Informal settlements typically occur early in a court case. They often occur outside of court.
For example, one of the parties may present a settlement offer to the other side. The other party may agree to the offer or may present a counteroffer.
This is typically the starting point for the negotiations between the parties.
What is a Settlement Offer?
A settlement offer is an agreement to reimburse or to be reimbursed by a monetary payment for a certain loss or injury. A plaintiff may submit an offer to the defendant based on expenses such as their lost wages and medical bills.
The defendant may submit an offer to the plaintiff to settle the case.
Do I Have to Accept an Informal Settlement Offer?
No, neither the plaintiff nor the defendant is required to accept an informal settlement offer. As noted above, it may serve as the beginning of negotiations between the parties.
What Happens if I Agree to the Informal Settlement Offer?
Once the parties agree to the informal settlement offer, a written settlement agreement will be drafted and signed by both parties. In order for the plaintiff to receive payment, they are typically required to give up all rights to sue later for any present or future injuries related to the accident.
The lawsuit is then withdrawn.
Do I Need to Talk to an Attorney about an Informal Settlement?
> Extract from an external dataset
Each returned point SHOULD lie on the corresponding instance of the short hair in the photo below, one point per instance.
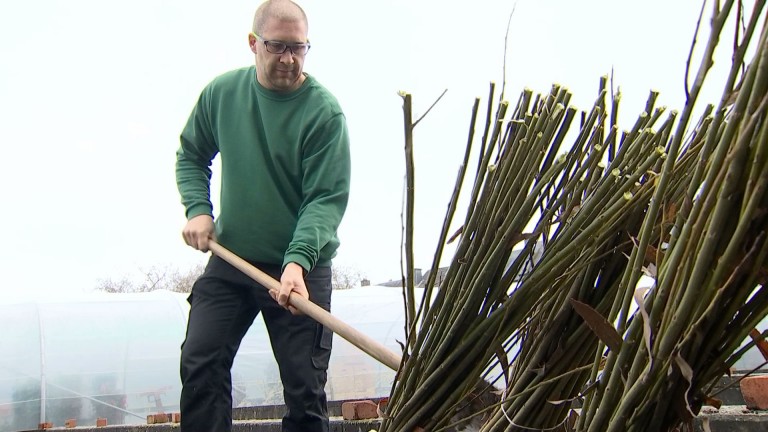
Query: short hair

Yes, if you are involved in a civil lawsuit as either a plaintiff or a defendant, it is important to discuss any informal settlement offers or counteroffers with a personal injury attorney. If you are the plaintiff, it is important to determine whether the settlement offer is fair compensation for your injuries.
Your lawyer can explain the laws in your jurisdiction as well as discuss the consequences of accepting the defendant’s offer. If you are the defendant, your attorney can advise you regarding whether the plaintiff is requesting a fair amount of compensation for their injuries.
Having an attorney during settlement negotiations can help ensure that the process is completed efficiently and fairly. They can also make sure that the settlement agreement between the parties will meet the requirements of the jurisdiction.